BTW, my other car is an '06 Prius I bought used because when comparing to other cars with about the same interior passenger and cargo space, there wasn't a big price difference as compared to the significant MPG difference. I can't really say the same thing with the Prius C.
#11 of 25 Re: drove prius c today
Mar 10, 2012 (9:37 pm)
Test drove the C ver 3. Well the car is just like the Yaris. I even went over to the Yaris to see what the differences were. Since i need to carry my mountain bike, the cargo spaces measured the same. So basically the car is a Yaris Hybrid.
#12 of 25 Re: drove prius c today [derosa1]
Mar 12, 2012 (9:05 am)
Do you own Prius. How does Prius C compare with regular Prius. I bought 2010 accord 2 years back. I am not happy with mpg. Reason for low MPG is short trips in the city. Buying Prius could have been a better decision instead of Accord. So, I am thinking of getting Prius C as a second car when spouse starts working again.
#13 of 25 Re: fit vs prius c [bobw3]
Mar 15, 2012 (3:18 pm)
If someone is putting 15,000 or more miles per year in a car, then they're probably doing a lot of highway miles, in which case they might want to look at something else.
This is me exactly. I do about 18,000 per year, at least 60% highway and the rest suburban driving. You may remember that for a number of years I drove an Echo, in which I averaged about 41 mpg. I recently bought a new Yaris SE in which I am averaging about 38 mpg.
I was interested in this Prius C, so I test drove one, and I have to lament/wonder why it is that no hybrid being designed and built today can be even remotely fun to drive? The C is no exception, not surprising given the tiny high-profile LRR tires, electric steering, etc. I must say that by contrast the Yaris is a barrel of fun to drive (and decently fun on its own merits). That's before I even get to the lack of a stick shift, which my Yaris has, and which adds such a measure of pleasure to the drive for me.

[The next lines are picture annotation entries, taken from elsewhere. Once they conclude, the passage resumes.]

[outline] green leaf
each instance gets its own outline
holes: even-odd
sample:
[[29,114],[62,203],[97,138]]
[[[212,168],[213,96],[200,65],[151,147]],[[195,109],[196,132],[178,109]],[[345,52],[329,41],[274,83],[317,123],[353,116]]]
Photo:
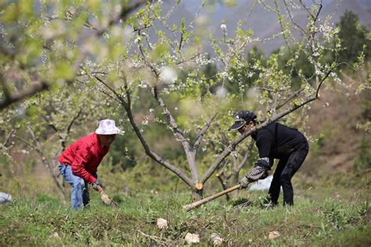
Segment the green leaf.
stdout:
[[151,57],[154,61],[157,60],[159,58],[166,55],[168,50],[168,47],[167,44],[159,43],[156,45],[153,51],[152,52]]
[[72,66],[66,62],[57,64],[54,72],[56,79],[71,80],[75,75]]

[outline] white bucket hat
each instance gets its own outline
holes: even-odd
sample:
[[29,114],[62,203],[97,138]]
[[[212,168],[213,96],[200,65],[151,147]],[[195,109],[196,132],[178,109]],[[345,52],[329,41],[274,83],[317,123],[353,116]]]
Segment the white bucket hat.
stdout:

So the Yaris is rated 30/38, I'm getting 38, and I bought it for $16,5. By contrast the Prius C is rated 53/46 so I would probably get about 46, and it costs $19,5 for the most basic version. That's $3K more for a car with a few extra doohickeys like auto climate control, but also without rear disc brakes, any semblance of handling or acceleration, and a noisy whining CVT (and it is a noisy little bugger, more so than the regular Prius). And an annual gas savings in my case of about 70 gallons or so, so around $350 with gas at $5/gallon. That's about a 10-year break-even period minus whatever value you assign to keyless start and auto climate control (maybe $300 for the keyless start in my case, $0 for the auto climate).
I'm glad they have made a Yaris hybrid, and I think it will pull some people into the hybrid camp, but it will never approach sales of the other Prius models I don't think. OTOH, for anyone thinking of getting the el-cheapo Insight, the Prius C is definitely worth a long hard look IMHO. Yes, it's a bit smaller, but better in lots of little ways (including mileage).